The non - progressive liver type IV GSD has many of the characteristics of progressive liver type, but liver disease is not as severe. In the non - progressive liver type, hepatomegaly and liver disease are usually evident in early childhood, but affected individuals usually do not develop cirrhosis. People with this type may also have hypotonia and myopathy. Most people with this type survive to adulthood, although life expectancy varies depending on the severity of signs and symptoms.
Child neuromuscular GSD type IV develops in later childhood and is characterized by dilated cardiomyopathy and myopathy. The severity of this type varies greatly: some people only have mild muscle weakness while others have severe cardiomyopathy and die in early adulthood.

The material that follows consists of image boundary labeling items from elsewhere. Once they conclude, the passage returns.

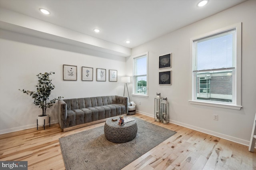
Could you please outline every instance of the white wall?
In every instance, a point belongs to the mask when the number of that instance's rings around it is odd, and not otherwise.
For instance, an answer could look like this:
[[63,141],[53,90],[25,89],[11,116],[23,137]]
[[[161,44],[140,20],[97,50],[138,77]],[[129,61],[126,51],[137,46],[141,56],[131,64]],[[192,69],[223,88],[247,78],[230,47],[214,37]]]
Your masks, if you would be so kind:
[[[54,71],[51,97],[64,99],[123,95],[125,58],[0,30],[0,134],[36,127],[41,110],[18,90],[36,90],[40,72]],[[63,64],[77,66],[77,81],[63,80]],[[94,68],[93,81],[81,80],[82,66]],[[106,81],[96,81],[96,68],[106,69]],[[118,71],[118,81],[108,81],[108,70]],[[47,111],[58,122],[57,105]]]
[[[148,98],[133,97],[139,112],[154,117],[154,97],[161,93],[169,102],[170,119],[174,123],[248,145],[256,112],[256,1],[249,0],[132,49],[135,55],[148,51]],[[238,22],[242,23],[242,105],[240,110],[194,105],[190,96],[190,38]],[[172,53],[171,69],[159,69],[158,57]],[[127,73],[132,74],[132,57]],[[171,85],[158,84],[158,73],[172,70]],[[132,83],[131,83],[132,84]],[[130,85],[131,90],[132,86]],[[141,101],[141,105],[138,105]],[[218,115],[218,121],[213,115]]]

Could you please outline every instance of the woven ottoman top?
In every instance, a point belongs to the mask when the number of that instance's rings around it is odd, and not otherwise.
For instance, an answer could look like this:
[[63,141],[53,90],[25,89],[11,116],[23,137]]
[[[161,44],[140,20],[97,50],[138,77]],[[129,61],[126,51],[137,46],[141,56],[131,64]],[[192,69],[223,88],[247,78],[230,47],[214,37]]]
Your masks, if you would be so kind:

IV glycogenosis type, is due to changes in the GBE1 gene, located on the short arm of chromosome 3 (3p12.3). This gene encodes racemase glycogen. This enzyme is involved in the last stage of the production of glycogen. Some of the glucose molecules that make up the glycogen are joined together in a straight line, while other branch of the main chain and side chains formed. The enzyme glycogen racemase is involved in the formation of these side chains. The branched structure of glycogen makes it more compact for storage and allows to decompose more easily when needed as an energy source.
They have identified approximately 40 mutations in the gene responsible for GBE1 glycogenosis type IV (GSD IV). Most mutations change individual amino acids in the racemasa glycogen. These changes result in a severe deficiency or total absence of glycogen racemasa. As a result, polyglucosans bodies accumulate in cells, leading to cell damage and death. These bodies accumulate in cells throughout the body, but the liver cells and muscle cells are the most affected in the GSD IV. Glycogen accumulation in the liver interferes with the functioning of the liver, causing liver disease and liver enlargement. The inability of muscle cells to break down glycogen causes muscle weakness and atrophy. In general, the severity of the disease is linked to the concentration of functional racemase encoded glycogen. People with fatal neuromuscular perinatal type tend to encode less than 5% of the enzyme, while those with child neuromuscular type may have about 20% of functional enzyme. The other types, are usually associated with between 5% and 20% of available functional enzyme. However, these estimates vary between different types.
This disease is inherited in an autosomal recessive pattern, that is, both copies of the gene in every cell must have mutations for alteration is expressed. The parents of an individual with an autosomal recessive disease have a copy of the mutated gene, but usually show no signs and symptoms of the disease.
Tests in IVAMI: in IVAMI perform detection of mutations associated with type IV glycogenosis (GSD IV), by complete PCR amplification of exons GBE1 gene, and subsequent sequencing.
Samples recommended: EDTA blood collected for separation of blood leukocytes, or impregnated sample card with dried blood (IVAMI may mail the card to deposit the blood sample).